By Theresa Timmons
For The Herald Bulletin
Friday night my husband Seth picked me up after work. We had big plans for the evening. We were gonna spend some money, immerse ourselves in the loud music, the flashing lights — and enjoy the exciting sound of coins dropping into machines and the bells and alarms announcing a big win. We were gonna hit it big and walk away with the spoils.
Yep, we were on our way to Chuck E. Cheese’s.
Of course we invited my grandson. And his parents too, since they probably have the right. We also met up with some friends who have a 4-year-old granddaughter named Greenlie. This was Cayden and Greenlie’s second play date.
As we entered the establishment we were greeted with the bells-whistles-horns-siren sounds of token-operated machines. It was layered with the squeals of children and some background music. The combined effect on the decibel scale was more impressive than watching television with my husband, Seth, who can successfully recreate the stereo sound of IMAX in an 8-by-10 living room. We got our special hand stamp and immediately stepped up to a counter and ordered an enormous pizza/drink/token package, which advanced us another step toward poverty. Then we took our number and made our way past a big mouse (who was gently trying to peel several small tykes off his legs), through a maze of children and machines, and finally to a long party-sized table in a dining area.
And we four grandparents sat down (collapsed into seats). We noticed a large robotic mouse on a stage at one end of the room. The giant mouse suddenly came to life and belted out a revised version of Bon Jovi’s “Livin’ on a Prayer,” called “Living in a Rocking Chair.”
The crowd went wild. Seth is looking for the soundtrack on iTunes.

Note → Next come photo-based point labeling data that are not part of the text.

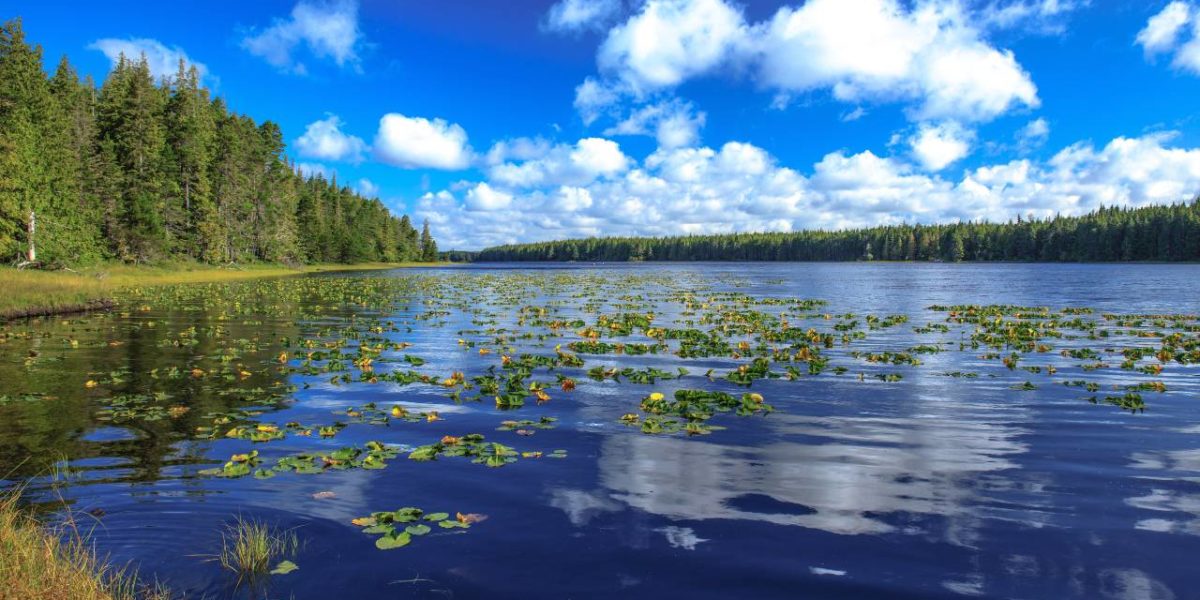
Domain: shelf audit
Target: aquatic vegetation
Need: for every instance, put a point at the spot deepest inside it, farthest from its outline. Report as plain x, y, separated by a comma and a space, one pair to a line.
397, 528
250, 549
228, 385
41, 561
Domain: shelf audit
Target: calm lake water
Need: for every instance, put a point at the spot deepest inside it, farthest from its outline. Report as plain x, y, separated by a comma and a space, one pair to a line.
877, 477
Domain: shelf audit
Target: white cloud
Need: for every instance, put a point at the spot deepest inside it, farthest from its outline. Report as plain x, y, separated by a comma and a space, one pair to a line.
930, 55
576, 165
367, 189
311, 169
670, 41
413, 142
877, 49
936, 147
593, 99
574, 16
162, 60
324, 139
1033, 135
741, 187
1165, 33
1162, 31
673, 124
329, 29
520, 149
484, 198
1043, 16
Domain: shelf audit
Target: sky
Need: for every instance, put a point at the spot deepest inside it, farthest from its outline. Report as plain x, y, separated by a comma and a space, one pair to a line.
505, 121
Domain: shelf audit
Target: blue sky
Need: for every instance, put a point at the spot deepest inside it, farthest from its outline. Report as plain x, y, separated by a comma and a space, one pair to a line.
527, 120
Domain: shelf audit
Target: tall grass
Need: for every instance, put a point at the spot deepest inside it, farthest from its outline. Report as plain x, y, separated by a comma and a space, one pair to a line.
54, 291
250, 547
59, 563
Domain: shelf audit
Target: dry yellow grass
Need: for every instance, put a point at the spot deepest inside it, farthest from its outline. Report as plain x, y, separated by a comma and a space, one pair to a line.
40, 563
30, 291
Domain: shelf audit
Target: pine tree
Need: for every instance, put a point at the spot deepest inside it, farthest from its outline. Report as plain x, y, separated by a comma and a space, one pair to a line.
429, 247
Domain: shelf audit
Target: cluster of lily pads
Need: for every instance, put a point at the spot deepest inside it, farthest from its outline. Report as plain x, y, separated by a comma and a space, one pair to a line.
672, 357
397, 528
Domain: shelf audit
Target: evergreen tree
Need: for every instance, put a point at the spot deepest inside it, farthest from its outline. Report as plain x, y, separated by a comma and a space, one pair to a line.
429, 247
143, 169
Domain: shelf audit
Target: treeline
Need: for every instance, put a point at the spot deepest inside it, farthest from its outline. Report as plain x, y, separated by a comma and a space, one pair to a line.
1110, 234
143, 171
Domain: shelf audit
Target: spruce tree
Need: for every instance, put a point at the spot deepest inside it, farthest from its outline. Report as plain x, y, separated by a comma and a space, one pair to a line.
429, 247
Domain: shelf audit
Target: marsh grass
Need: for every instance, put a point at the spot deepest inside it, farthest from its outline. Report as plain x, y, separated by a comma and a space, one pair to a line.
37, 561
251, 547
48, 292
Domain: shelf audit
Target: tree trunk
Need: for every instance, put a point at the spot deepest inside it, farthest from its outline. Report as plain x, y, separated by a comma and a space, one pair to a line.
33, 226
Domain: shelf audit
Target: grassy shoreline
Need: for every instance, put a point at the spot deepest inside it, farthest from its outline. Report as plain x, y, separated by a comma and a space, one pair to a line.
30, 293
37, 561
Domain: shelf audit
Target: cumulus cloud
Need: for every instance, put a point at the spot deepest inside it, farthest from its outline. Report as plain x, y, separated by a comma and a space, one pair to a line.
670, 41
485, 198
1032, 135
329, 29
574, 16
413, 142
673, 124
1169, 33
593, 99
931, 55
163, 60
936, 147
1162, 31
312, 169
577, 165
324, 139
739, 187
1043, 16
366, 187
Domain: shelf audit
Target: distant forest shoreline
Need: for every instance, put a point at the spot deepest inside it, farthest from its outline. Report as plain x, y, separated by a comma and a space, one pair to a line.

Our friend, Greenlie, is a beautiful little girl with doe-like brown eyes and a sweet disposition. She is calm, well-mannered and laid-back. When our pizza arrived, she sat quietly while her Nana cut it into manageable bites. She fully cooperated with the “you can play after you eat” proclamation. I think I heard her say the words “please” and “thank you” once or twice.
Across the table sat Cayden Timmons.
Cayden — who when trying to antagonize me into chasing him wildly through the house will say in a gruff monster-like voice, “BRING IT ON WOMAN!” Cayden — who forces me to be Captain Hook every single time we play, and he always gets to be Peter Pan, which I don’t think is very fair. Cayden (an only child) — who claims he once had a brother who was eaten by an alligator.
Cayden, sitting in the dining room of Chuck E. Cheese’s, knew there were all kinds of games waiting to be played, and the only thing standing between him and imaginationdom was a pizza that would probably taste just as good in four hours.
“I NOT HUNGWY,” he announced. His eyes were fixed on a helicopter that was lifting toward the ceiling with a kid in the cockpit.
“You gotta eat if you wanna play,” his dad said firmly.
“I NOT HUNGWY,” he repeated. He crossed his arms defiantly. Greenlie watched him in awe as she forked the bite-sized pizza into her mouth.
It was pressure. Perfect, well-behaved Greenlie versus Peter Pan with an attitude and a prison tattoo.
Cayden’s daddy whispered something in his ear then. I don’t know what — it might have been the threat of bodily harm, incarceration — or possibly a Tootsie Roll bribe. Whatever it was, it worked well enough to inspire Cayden to eat his pizza.
A few hours later, after heroic efforts by both families to spend hundreds of tokens, Cayden and Greenlie fed their mountains of tickets into the ticket-counting machine. I was pretty sure Cayden had enough tickets to buy a gas-powered kids jeep or a swingset.
But fortunately he seemed happy enough with the pencil and a few rolls of Smarties.